Antes do contato com os europeus, os povos originários mantiveram uma relação muito íntima com a astronomia e o xamanismo. Seja por instinto ou intuição, os indígenas se organizaram a ponto de ter um calendário lunar para plantar e colher, realizar seus rituais litúrgicos, confeccionar suas indumentárias sagradas, fazer suas conservas e delegar a divisão sexual do trabalho. 

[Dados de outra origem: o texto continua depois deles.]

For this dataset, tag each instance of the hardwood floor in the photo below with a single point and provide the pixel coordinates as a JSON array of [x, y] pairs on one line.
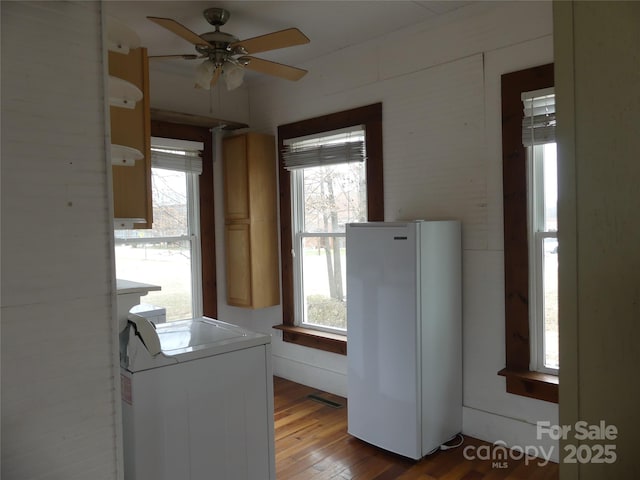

Certa vez um antropólogo preguntou ao índio qual o motivo de se enfeitarem tanto nos rituais, o índio respondeu que os animais da Terra foram criados com toda beleza, cores e virtudes, mas nós humanos viemos ao mundo nu, sem nada, sem escamas, couro ou plumagem, então precisamos nos enfeitar, nos pintar para sermos belos, assim como os animais. 
Exímios artesãos e artistas, os indígenas apresentam virtudes extraordinárias no talhar da madeira, no bordar dos adornos, no pintar da geometria, no moldar da cerâmica, no cantar, no dançar.
A mostra "Bancos Indígenas do Brasil" é itinerante e passou pelo Pavilhão Japonês Ibirapuera, em junho do ano passado. Foi também, maravilhosamente montada, resgatando o vermelho do urucum, para a pintura de todo o salão de exposição. Esta cor remete ao sangue derramado de confrontos com colonizadores, tribos rivais, testes mortais de sobrevivência. Não só de balas, arcos e flechas, machadadas, facadas e dentadas, mas sangue de estupros, abortos, chacinas biológicas e vinganças antropofágicas. Nossa história é como a cor vermelha, cor da brasa, cor do pau-brasil. É a cor que espanta maus espíritos, mau-olhado. Vermelho é a cor das feridas, que nos alerta o quanto somos vulneráveis, violentos, perigosos e mortais.
Considerações finais
Nota de falecimento ao fotógrafo Rafael Costa, que curiosamente faleceu um dia antes da abertura da mostra em Goiânia. Costa se juntou à constelação de Palikur integrando ao pó e ao brilho das estrelas, comemorando lá de cima o seu nobre propósito aqui na Terra: capturar a alma indígena e revelar para nós como são e o que fazem nossos parentes mais próximos.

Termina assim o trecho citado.